# Lightweight 80 enduro bike conversion - advice needed



## ibartsimp (Apr 20, 2020)

Hi All,

THanks for the great resources here.
I leave in the south of france, passionate with motorcycles & I've been contemplating the idea of a cool vintage styled ebike, based on an eighties trail/ebduro, at an affordable price... I can't find that on the market today and I'm decided to test & try to do it myself.
I have moderate motorcycle mechanic competences but no electric competencies so I'd like to keep things simple.
Her is my plan :
- Find a bas bike (like that one for instance below)
- Add a motor, like that one here
- Add a battery & build housing here
- Do all the appropriate modifications


My goal is to have a 90 to 100Km/h top speed & 50kms range.
Do you think this combo works (I have no idea if the electric part fits) & meet my goals?
Thanks for your insights !


----------



## ibartsimp (Apr 20, 2020)

Is it that my questions are wrong or that the members are more interested in cars or other?


----------



## MattsAwesomeStuff (Aug 10, 2017)

> Is it that my questions are wrong or that the members are more interested in cars or other?


Generally, cars.

You might have better success at Emoto ( http://www.elmoto.net/ ) or EMF (https://www.electricmotorcycleforum.com/).

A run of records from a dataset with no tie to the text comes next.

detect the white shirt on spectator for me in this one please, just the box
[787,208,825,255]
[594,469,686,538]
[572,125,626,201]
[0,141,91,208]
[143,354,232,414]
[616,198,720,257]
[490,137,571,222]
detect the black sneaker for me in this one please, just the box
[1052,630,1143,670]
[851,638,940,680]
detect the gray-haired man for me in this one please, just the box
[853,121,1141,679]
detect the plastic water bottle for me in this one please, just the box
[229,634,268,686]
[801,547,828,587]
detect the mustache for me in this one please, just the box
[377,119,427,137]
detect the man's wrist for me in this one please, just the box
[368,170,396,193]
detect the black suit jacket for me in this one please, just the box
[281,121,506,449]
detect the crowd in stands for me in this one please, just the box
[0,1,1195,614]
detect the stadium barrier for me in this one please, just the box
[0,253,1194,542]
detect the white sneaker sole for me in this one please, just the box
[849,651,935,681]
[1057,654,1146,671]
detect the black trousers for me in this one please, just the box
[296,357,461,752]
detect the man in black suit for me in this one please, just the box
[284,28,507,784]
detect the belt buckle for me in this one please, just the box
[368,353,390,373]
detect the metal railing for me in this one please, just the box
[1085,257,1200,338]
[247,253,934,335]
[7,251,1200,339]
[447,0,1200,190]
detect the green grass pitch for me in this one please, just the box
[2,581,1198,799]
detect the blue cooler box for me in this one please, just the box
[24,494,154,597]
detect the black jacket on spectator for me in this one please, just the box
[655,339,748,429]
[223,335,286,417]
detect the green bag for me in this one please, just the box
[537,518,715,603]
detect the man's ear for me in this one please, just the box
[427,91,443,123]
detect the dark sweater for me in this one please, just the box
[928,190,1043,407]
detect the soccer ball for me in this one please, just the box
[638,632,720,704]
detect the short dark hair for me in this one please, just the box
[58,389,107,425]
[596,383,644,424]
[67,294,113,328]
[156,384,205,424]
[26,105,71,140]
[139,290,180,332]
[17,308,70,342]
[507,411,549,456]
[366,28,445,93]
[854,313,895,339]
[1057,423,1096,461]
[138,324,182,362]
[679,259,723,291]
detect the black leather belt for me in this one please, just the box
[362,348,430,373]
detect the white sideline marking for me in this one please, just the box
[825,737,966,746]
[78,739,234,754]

We could give general advice, and there's some motorcycle people here, but a big part of having a successful project is knowing people who know the current meta of hobby. I.E. "No one does that anymore, that brand isn't reliable, what you probably want is X, but Y is easier to install for a beginner, here's where better prices are." And that kind of knowledge I think would be generally lacking here. Also, there are motorbike-specific concerns that they'll have a better head for than most of the people here.



> My goal is to have a 90 to 100Km/h top speed & 50kms range.
> Do you think this combo works (I have no idea if the electric part fits) & meet my goals?


The kit you selected was for a 3000w motor.

750 horsepower per watt, so, that's a 4hp motor.

I don't think that 4hp is enough for you to reach 100km/hr top speed. You probably need closer to 10 or 12hp (8000 watts), and 15-20 (12000 watts) would be more comfortable to still have some acceleration.

I am also skeptical of that little motor's ability to handle 3000w continuous.

Look at a motorbike chain, and then look at that delicate little this motor comes with. Looks thinner than a normal bike chain.


Let's consider top speed of the motor next, to see if it's geared appropriately:

The little sprocket is roughly 12 tooth, the larger one roughly 60 tooth, so, ~5:1 geardown. The motor says it's rated for about 5000rpm, so, about 1000 rpm at the wheel.

1000 revolutions per minute is 60000 revolutions per hour. You want 100km/h, so you need a tire circumference of 1.66 meters so that a tire rotating 60000 times actually rolls at least 100km. That's a diameter of 0.53m, which is 17.5"... that would be a pretty small tire, so, it looks like, roughly speaking, this motor can probably spin fast enough for a normal range of motorcycle tires to reach 100km/h.


... next, you chose a 3600watt-hour battery. (72v x 50ah = 3600 watt-hour)

Supposing you need 8000 watts to travel highway speeds, that 3600wh battery will last you 45% of one hour at that rate of discharge. At 100km/h, that's 45km. So, that battery is pretty close to what you'd need, and if you were driving slower like you usually would be at the starts and ends of your trip, you'd probably be okay. You only need 1500 watts to travel 70km/h (that's what most mopeds are, and about how fast they can go), so, at 70km/h you'd have 240km range.


----------



## ibartsimp (Apr 20, 2020)

Thank you very much for that detailed on all matters answer.
I don't have a lot to reply besides doing what you suggested.

And I'll head to a more specialized forum (but google yeled yours first on "home made electric motorcycle forum" )
Have good day.


----------